7 thoughts on “mentoring”

  1. I am excited to hear answers to this one. I was quite surprised how difficult advising is, and although I already respected my own mentors, this respect grew exponentially in my first couple years as Asst. Prof.


  2. I don’t have a lot of mentoring experience, but my #1 suggestions are:

    (a) schedule frequent meetings with people
    (b) provide feedback on written work within a reasonable time – like a month or two per chapter, not years
    (c) clearly outline how a student would achieve the their goals and be honest in how far they have to (“If you want an R1 job, you’ll need …”)


  3. I say: make it easy for students to find ways to interact with you. For students who are just starting out, schedule regular advising time with them. When I was just starting, I rarely set up appointments even with professors I wanted to work with, because I didn’t think I had anything to say to them and I didn’t want to waste their time.

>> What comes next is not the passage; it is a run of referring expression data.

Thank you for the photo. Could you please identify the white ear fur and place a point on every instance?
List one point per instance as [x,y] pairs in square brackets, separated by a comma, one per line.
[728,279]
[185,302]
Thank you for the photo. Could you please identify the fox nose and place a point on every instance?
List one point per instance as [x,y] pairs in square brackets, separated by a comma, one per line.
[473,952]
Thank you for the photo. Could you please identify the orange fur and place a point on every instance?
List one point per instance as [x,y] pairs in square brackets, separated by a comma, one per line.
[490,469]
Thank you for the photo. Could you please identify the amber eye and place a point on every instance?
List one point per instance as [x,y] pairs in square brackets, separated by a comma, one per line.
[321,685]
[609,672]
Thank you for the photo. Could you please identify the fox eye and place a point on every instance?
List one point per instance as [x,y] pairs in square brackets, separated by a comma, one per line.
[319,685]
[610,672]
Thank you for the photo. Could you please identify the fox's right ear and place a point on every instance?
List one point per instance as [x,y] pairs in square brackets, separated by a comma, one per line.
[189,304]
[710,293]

But I really appreciated the chance to talk with faculty when the opportunity presented itself.

    In undergrad, this came regularly because at my college, undergrads needed advisors to frequently sign off on their programs. Once I began doing more work independently as a grad student, I had specific reasons to set up appointments with professors. But in the times in between, it was sometimes lonely and isolating.

    This also reflects that I wasn’t working as an RA. I imagine for students who were, the qualities of an ideal mentor are quite different.

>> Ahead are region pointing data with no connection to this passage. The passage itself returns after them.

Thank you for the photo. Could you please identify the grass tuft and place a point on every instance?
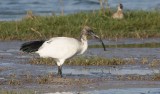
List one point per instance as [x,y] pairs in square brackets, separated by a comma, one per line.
[137,24]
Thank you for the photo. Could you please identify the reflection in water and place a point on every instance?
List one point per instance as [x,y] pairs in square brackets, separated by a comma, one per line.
[16,9]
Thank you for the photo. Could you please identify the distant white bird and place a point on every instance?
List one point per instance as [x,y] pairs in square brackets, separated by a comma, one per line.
[119,14]
[60,48]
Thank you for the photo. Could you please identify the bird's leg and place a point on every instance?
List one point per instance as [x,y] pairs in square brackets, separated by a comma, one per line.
[60,71]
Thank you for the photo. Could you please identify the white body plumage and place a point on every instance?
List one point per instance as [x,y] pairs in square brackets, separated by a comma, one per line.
[62,48]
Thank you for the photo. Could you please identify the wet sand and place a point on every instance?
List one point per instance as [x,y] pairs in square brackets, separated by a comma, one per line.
[16,74]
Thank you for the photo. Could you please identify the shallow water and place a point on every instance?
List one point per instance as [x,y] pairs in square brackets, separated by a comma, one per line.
[118,91]
[12,61]
[16,9]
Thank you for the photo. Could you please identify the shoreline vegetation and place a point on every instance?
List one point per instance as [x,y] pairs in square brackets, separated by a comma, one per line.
[136,24]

  4. Yu Xie, one of the best advisors I know of, held weekly lunch meetings for his students. At these meetings students could present methodological problems they had encountered, which were then solved by the group as a whole. It was also an opportunity to ask professional socialization questions and just get to know the other grad students.

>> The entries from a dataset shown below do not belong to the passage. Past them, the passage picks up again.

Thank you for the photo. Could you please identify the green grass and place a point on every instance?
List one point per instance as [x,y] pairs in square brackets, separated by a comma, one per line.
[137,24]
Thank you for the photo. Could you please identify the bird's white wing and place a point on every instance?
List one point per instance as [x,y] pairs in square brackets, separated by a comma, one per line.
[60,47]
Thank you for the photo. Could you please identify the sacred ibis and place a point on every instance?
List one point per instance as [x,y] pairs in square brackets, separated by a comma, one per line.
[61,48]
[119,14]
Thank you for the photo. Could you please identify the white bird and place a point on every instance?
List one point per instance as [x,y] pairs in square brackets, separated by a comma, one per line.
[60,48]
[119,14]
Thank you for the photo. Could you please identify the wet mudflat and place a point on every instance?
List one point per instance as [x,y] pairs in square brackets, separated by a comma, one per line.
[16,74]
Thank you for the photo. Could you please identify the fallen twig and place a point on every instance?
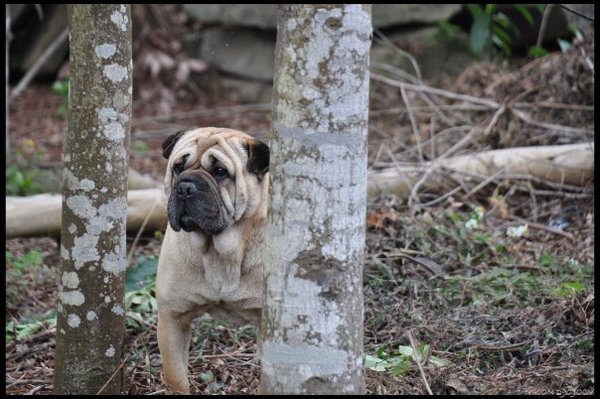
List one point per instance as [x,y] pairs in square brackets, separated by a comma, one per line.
[38,64]
[416,358]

  5. Let me first put a large caveat on what I am about to say: I know this will not work for everyone due to time, type of research, personality, etc, but the mentors I see that have the most successful relationships do some of the following:

    1) Encourage students who you see as having potential in your area, but may not be “your” student or even currently in your area. Lots of good mentors just help get the ball rolling and then go along for the ride.
    2) Invite students into meetings (data collection, paper collaborations, proposal planning) to see how the process works on something that is not their own. It helps the students learn to turn ideas into publications without being emotional connected to their own idea.
    3) Let students read a draft of a paper (or proposal) and make comments (make sure it is actually an early draft—which usually have fairly obvious mistakes).
    4) Have an occasional informal meeting either one-on-one or with several students (like Yu Xie I assume) just to let them ask professionalization questions (e.g. Should I start my paper off with the Webster’s definition of the word “stratification”?).
    5) If you have a paper idea that you may even just be in the general realm of interest of a student and you don’t mind them being a coauthor invite them to join in. I am always shocked at how often professors say “I have too many papers to write…” but then never ask someone, who may few ideas for papers, help them write even one paper.
    6) Talk to your students about how job talks or presentations (from visitors) went, what they might have done to improve the talk or even what your decision making was for voting for extending them an offer (in the case of a job talk).
    7) For the sake of all conference attendees, make your students practice a conference talk at least 3 times (in front of an audience) before they actually present at the conference…it will avoid any embarrassment for you and for them.
    8) Essentially let them see and explain to them the informal rules and procedures of how to survive (and hopefully succeed) in academia. The only way to do that is let them hang around you in various academic settings and give them a chance to ask seeming simple questions.